Laser cooling of trapped ions allows for highly controlled atomic-scale experiments—as few as one atom may be held for hours or longer, removed from nearly all environmental disturbance, at temperatures approaching absolute zero.
Unprecedentedly precise measurements are possible: an ion-trap-based atomic clock is currently the world’s most exact with accuracy to within one second over ten billion years. Among the currently developing research applications are fundamental tests of the Standard Model, coherent control experiments, and the development of a quantum computer.
These applications are based almost entirely on laser cooling of only a few, particularly suitable, atomic species. Expanding the class of laser coolable ions promises to likewise expand the range of applications. In particular, cooling of molecules, whose internal structure is more complicated than that of atoms, is highly desired and thus far accomplished only by indirect means: the molecules are brought into thermal contact with either a cold background gas or directly coolable atomic ions.

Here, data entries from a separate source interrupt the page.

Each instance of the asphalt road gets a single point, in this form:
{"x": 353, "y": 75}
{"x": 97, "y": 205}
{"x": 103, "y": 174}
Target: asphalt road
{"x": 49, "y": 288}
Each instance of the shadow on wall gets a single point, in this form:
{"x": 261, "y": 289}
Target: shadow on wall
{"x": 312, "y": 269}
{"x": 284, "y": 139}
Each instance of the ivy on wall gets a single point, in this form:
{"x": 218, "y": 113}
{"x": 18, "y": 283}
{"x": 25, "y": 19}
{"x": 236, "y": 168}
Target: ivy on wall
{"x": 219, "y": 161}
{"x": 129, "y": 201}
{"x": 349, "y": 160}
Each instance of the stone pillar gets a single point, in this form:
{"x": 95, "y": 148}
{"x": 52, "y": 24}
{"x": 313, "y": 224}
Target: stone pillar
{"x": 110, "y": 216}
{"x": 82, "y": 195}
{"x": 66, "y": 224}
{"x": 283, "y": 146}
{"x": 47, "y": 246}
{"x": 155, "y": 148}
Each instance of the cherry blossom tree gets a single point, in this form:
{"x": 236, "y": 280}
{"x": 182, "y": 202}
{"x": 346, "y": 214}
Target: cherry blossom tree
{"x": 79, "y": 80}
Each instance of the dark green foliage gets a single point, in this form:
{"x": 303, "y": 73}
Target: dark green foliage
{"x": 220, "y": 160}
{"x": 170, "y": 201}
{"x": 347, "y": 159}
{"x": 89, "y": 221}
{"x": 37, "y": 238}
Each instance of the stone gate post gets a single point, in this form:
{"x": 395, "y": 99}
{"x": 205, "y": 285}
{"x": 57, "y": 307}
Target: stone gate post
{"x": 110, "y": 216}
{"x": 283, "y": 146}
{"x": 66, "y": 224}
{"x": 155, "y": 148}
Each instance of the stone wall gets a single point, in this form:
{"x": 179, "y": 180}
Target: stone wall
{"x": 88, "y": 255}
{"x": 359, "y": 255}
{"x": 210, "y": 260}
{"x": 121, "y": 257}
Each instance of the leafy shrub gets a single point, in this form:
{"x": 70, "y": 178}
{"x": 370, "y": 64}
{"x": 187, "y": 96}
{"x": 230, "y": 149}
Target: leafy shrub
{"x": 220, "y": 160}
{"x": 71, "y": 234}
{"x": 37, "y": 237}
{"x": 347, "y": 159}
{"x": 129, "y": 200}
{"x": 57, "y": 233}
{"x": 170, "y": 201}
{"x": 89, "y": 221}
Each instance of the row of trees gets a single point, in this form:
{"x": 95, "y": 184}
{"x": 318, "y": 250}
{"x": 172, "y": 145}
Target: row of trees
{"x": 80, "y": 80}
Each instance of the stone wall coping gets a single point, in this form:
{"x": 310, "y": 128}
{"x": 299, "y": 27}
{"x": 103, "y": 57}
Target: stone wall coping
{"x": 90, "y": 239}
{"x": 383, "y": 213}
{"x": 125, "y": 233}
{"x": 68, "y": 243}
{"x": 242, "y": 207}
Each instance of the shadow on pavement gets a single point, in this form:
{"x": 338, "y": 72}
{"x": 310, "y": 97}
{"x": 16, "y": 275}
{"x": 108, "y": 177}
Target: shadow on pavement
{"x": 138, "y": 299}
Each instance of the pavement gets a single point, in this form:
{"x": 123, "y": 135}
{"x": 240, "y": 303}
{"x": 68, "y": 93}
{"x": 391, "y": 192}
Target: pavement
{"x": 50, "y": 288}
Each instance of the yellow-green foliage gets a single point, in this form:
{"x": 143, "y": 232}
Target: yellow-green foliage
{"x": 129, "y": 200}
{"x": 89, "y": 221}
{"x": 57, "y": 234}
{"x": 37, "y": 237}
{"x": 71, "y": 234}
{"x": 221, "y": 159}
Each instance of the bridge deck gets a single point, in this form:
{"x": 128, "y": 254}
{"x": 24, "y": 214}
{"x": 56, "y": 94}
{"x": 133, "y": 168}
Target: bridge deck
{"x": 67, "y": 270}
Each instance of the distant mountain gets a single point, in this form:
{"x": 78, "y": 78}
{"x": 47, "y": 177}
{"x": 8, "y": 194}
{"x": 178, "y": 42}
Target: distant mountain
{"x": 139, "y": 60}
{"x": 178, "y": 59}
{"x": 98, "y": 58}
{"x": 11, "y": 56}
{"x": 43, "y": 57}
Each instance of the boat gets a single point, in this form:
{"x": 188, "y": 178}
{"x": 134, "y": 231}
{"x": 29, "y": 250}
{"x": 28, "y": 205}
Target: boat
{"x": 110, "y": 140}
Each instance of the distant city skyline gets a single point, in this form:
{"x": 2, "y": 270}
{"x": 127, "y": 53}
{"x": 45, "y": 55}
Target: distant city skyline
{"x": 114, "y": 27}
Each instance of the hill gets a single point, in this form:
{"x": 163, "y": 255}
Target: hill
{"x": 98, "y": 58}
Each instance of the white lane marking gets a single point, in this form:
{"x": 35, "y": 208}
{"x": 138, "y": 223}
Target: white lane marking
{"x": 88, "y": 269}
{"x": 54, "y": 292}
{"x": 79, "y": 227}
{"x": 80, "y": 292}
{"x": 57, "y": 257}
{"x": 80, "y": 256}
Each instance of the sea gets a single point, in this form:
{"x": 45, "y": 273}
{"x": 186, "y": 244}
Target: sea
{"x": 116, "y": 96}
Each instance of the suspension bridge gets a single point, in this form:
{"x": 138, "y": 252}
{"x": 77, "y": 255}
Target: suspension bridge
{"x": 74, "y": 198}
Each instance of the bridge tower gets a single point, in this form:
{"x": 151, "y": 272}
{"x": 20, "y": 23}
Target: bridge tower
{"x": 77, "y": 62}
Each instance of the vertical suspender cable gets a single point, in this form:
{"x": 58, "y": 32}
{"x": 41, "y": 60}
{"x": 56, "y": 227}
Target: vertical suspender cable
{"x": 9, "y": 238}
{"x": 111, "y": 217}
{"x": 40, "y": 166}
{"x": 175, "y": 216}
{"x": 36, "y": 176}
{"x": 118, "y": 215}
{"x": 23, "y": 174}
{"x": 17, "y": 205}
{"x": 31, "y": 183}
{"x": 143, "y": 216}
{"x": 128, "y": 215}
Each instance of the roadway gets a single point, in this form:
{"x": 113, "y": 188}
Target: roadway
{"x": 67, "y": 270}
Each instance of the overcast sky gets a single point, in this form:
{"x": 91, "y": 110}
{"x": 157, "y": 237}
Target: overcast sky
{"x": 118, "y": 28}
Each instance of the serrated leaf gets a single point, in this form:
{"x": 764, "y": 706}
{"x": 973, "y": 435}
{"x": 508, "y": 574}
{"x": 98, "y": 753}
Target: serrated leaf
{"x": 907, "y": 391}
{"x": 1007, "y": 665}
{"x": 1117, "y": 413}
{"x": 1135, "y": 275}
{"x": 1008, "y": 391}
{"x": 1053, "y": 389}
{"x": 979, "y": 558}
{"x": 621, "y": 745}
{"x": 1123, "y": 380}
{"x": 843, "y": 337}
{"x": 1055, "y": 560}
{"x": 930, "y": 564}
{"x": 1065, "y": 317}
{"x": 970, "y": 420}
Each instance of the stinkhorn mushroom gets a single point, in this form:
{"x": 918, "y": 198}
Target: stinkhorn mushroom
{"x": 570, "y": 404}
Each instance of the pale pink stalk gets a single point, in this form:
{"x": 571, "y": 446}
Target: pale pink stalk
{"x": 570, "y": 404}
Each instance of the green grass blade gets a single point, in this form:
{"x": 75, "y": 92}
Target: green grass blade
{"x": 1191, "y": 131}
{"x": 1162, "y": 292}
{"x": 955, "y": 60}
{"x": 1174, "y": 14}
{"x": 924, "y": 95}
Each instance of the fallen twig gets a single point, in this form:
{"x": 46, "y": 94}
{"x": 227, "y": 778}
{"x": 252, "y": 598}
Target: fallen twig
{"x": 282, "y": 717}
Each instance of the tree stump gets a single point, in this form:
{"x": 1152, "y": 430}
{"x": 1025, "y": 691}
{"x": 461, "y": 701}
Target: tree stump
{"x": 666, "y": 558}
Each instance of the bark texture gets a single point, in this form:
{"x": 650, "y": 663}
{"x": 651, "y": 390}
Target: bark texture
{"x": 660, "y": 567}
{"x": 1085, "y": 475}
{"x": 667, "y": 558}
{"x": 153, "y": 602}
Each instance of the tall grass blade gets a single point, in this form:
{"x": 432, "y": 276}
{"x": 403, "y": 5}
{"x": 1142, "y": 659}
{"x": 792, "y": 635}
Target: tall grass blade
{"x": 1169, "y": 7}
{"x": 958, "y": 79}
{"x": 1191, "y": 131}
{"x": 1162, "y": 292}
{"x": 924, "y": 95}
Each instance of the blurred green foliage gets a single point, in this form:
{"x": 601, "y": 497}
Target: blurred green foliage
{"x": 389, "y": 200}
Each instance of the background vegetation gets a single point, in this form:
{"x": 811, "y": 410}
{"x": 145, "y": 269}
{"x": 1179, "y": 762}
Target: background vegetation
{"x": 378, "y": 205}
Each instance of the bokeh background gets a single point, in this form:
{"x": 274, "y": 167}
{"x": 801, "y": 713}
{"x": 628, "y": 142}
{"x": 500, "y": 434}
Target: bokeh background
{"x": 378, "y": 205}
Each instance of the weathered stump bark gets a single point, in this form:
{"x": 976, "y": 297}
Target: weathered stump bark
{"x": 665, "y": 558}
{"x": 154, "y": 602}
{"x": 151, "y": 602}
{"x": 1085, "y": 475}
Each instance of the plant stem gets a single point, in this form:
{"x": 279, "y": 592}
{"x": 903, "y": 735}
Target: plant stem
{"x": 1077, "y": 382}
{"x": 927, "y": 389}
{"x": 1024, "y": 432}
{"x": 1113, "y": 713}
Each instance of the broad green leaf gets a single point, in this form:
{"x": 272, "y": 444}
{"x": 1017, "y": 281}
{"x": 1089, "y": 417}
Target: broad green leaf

My aim is direct laser cooling of a trapped molecular ion. Here I present research I conducted in my group’s search for a molecular ion suitable for direct cooling. Working from spectroscopic data I calculated transition probabilities between molecular states, and I show some representative results, highlighting the features required for direct cooling. SiO+ was the most promising candidate found in our search. I explain the desirable features it possesses and present results from my currently ongoing attempts to trap and directly cool this molecule.